Solar FAQ, Monocrystalline vs. Polycrystalline – Tom, on Sep 01, 2015 asked:

I have enjoyed your Pacific Yachting Tech Talk articles as they are not condescending or preachy. I have also been reading about the Gioco panels you distribute. My interest is twofold. I would like the benefit of solar charging while cruising and secondly, I would like to be more independent of shore power in our Marina where I have recently experienced "issues" from being connected to its AC shore power. We have owned our current boat for a year and replaced our zincs this April when they were 8 months old and half gone. I recently dove under the boat while out at anchor and was shocked to find the prop and shaft zincs were 95% gone after 90 days! We have a Beneteau 36 center cockpit with a full bimini that I think would make a great location for one or two of the flexible monocrystalline or polycrystalline panels and an MPPT regulator. I do not quite understand the distinction between the two types. If one panel was used now, can a similar sized second panel be added in parallel at a later date? If so, is an MPPT regulator available for the demands of two such panels? The distance from Bimini to batteries is about 10 feet; what gauge wire would be required?

Solar power is a great addition to many cruising sailboats. As you mentioned, it is really handy to deal with troublesome AC at marinas as well. In our case, we do not actually need to plug in at the dock in the summer, even with the fridge running.

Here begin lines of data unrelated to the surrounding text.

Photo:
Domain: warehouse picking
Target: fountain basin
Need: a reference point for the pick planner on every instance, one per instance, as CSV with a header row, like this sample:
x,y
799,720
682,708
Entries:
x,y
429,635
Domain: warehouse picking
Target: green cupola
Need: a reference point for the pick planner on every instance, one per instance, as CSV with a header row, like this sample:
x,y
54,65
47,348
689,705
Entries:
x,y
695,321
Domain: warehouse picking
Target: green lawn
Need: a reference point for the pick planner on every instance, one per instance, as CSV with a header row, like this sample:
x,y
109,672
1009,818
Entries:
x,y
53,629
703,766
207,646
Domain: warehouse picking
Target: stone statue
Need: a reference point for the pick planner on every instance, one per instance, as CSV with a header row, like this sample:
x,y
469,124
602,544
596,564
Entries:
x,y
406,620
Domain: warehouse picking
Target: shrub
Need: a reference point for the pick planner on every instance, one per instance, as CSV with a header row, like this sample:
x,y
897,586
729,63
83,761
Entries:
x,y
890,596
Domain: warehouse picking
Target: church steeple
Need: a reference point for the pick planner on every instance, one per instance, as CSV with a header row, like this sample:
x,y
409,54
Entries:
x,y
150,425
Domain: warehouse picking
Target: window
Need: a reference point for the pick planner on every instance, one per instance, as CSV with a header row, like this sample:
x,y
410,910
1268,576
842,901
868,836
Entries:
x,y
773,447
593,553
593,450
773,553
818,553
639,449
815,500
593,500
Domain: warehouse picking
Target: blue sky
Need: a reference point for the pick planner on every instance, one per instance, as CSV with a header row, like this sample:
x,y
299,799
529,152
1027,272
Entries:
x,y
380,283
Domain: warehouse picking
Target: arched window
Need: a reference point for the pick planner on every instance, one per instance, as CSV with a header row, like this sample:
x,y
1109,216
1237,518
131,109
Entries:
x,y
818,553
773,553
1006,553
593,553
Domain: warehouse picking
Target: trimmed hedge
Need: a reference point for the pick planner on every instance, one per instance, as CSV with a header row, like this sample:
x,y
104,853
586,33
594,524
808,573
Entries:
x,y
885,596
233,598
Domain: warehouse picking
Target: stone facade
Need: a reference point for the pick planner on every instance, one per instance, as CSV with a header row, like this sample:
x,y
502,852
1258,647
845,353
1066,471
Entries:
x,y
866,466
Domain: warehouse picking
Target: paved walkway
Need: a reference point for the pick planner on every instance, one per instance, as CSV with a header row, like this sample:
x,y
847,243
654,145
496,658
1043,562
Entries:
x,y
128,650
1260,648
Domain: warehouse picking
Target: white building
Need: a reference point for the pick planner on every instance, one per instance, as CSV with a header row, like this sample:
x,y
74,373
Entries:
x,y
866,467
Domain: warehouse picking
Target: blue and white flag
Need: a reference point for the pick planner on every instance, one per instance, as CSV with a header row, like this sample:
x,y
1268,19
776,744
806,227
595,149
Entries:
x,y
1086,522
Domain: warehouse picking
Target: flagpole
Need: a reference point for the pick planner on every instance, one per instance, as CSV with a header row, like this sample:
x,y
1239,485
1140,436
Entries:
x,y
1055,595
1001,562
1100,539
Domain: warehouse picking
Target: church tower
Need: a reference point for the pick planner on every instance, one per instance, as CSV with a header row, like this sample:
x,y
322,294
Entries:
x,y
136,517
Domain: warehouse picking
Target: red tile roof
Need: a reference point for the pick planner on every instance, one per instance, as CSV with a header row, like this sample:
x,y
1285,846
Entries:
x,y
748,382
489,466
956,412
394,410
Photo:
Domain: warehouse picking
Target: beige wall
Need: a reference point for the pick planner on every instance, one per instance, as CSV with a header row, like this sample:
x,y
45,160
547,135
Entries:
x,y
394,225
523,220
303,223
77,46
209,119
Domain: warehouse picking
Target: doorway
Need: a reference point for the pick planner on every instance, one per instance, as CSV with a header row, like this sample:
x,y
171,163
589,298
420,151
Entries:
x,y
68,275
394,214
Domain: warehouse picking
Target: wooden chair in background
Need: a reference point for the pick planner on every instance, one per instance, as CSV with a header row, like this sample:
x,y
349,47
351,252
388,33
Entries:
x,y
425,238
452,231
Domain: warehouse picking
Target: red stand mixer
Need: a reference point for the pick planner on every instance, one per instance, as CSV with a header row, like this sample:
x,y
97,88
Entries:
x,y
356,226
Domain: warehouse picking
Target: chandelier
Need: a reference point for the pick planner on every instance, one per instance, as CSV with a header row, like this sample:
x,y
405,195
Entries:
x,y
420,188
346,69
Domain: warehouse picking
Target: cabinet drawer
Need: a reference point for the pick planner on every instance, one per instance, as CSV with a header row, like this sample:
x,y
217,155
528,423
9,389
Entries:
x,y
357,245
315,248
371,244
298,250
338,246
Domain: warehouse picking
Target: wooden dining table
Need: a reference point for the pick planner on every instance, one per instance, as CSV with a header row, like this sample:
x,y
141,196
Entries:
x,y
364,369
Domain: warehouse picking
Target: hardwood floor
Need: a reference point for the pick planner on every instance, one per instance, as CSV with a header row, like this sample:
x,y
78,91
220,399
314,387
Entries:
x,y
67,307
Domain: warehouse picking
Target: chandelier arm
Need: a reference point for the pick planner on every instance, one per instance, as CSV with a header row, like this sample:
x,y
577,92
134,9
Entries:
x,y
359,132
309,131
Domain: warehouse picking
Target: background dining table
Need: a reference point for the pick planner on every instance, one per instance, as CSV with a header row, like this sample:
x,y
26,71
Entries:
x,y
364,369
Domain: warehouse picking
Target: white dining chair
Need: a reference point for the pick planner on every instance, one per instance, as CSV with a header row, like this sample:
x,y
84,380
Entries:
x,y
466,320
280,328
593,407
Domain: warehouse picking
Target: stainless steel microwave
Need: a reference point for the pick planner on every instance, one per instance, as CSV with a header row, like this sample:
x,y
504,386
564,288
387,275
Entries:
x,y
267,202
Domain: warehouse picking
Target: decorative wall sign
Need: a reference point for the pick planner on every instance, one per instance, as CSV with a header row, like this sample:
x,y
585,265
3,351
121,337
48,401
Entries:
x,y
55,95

The Gioco GSC (monocrystalline) line provides more power for the same surface area as the GSP (polycrystalline) line.  Mono panels are designed for boaters with limited space that require the maximum output per panel and, as a result, mono are more expensive than poly.

To your question, you can install one panel today and then install another later. In similar situations, I would recommend leaving space to accommodate more panels in the future. For efficiency, we have always recommended installing a dedicated panel per controller; this guarantees that each panel is producing the maximum output.

In terms of wire, a gauge 10/2 wire would be sufficient.